Quasi-experimental designs, such as the regression discontinuity design, have been shown, when analyzed correctly, to lead to unbiased estimates of the difference between groups [26
]. In this design, assignment to groups is based on some continuous variable; individuals who exceed some threshold are assigned to the experimental group and those that do not are assigned to the control group. This type of design mimics what happens in the clinical setting, where, for example, patients are prescribed blood pressure medicine only if their blood pressure exceeds safe limits. Interrupted time series and nonequivalent control group designs are other useful approaches in community-based research, in which outcomes are followed over time [30
]. While not as strong as the regression discontinuity or interrupted time series designs, the nonequivalent control group design can be strengthened through the use of certain design elements and statistical analyses [27
]. In this design, naturally occurring groups of participants are compared. The groups could be, for example, patients treated at different clinics or treated by different healthcare teams.

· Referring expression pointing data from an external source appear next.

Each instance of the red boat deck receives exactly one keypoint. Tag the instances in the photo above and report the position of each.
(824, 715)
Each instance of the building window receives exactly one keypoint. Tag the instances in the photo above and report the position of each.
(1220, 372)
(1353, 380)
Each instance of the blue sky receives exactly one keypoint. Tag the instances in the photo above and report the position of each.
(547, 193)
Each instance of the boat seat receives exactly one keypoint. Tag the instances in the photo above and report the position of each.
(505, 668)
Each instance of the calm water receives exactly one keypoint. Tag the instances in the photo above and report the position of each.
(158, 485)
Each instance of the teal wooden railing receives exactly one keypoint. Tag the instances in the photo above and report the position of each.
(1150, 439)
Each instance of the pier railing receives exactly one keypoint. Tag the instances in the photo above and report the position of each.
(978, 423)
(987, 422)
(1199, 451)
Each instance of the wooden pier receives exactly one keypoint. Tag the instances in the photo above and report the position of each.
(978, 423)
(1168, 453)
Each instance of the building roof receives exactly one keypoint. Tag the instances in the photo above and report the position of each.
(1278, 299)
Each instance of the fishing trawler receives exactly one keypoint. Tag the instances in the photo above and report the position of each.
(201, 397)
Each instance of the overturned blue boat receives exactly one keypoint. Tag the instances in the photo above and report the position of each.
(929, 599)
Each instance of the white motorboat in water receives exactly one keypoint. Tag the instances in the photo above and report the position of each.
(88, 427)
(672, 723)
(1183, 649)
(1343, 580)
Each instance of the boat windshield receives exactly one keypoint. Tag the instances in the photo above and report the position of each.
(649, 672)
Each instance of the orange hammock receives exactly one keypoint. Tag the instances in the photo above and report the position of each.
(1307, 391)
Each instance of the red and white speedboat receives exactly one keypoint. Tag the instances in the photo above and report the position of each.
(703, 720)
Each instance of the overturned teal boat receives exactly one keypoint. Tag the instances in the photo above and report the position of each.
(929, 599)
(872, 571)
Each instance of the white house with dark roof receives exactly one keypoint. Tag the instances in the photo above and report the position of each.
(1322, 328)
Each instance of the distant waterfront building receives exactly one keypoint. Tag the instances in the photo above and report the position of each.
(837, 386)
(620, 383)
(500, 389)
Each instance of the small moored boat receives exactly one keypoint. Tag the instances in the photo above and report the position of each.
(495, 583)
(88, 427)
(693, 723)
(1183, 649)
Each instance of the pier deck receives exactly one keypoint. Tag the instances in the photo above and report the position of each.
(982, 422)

Given the impracticality of testing every clinical intervention in comparative pragmatic trials, we advocate expanding methodology that includes the use of linked registries, serially performed rigorous observational effectiveness analyses and quasi-experimental designs for CER in COPD. To further ensure that the benefits promised by CER (whether by observational, RCT or quasi-experimental design) are indeed realized, we would further recommend follow-up studies to evaluate time trends in quality metrics, health outcomes to monitor for possible harms and subgroup variations, and costs analyses to be considered as components of implementation.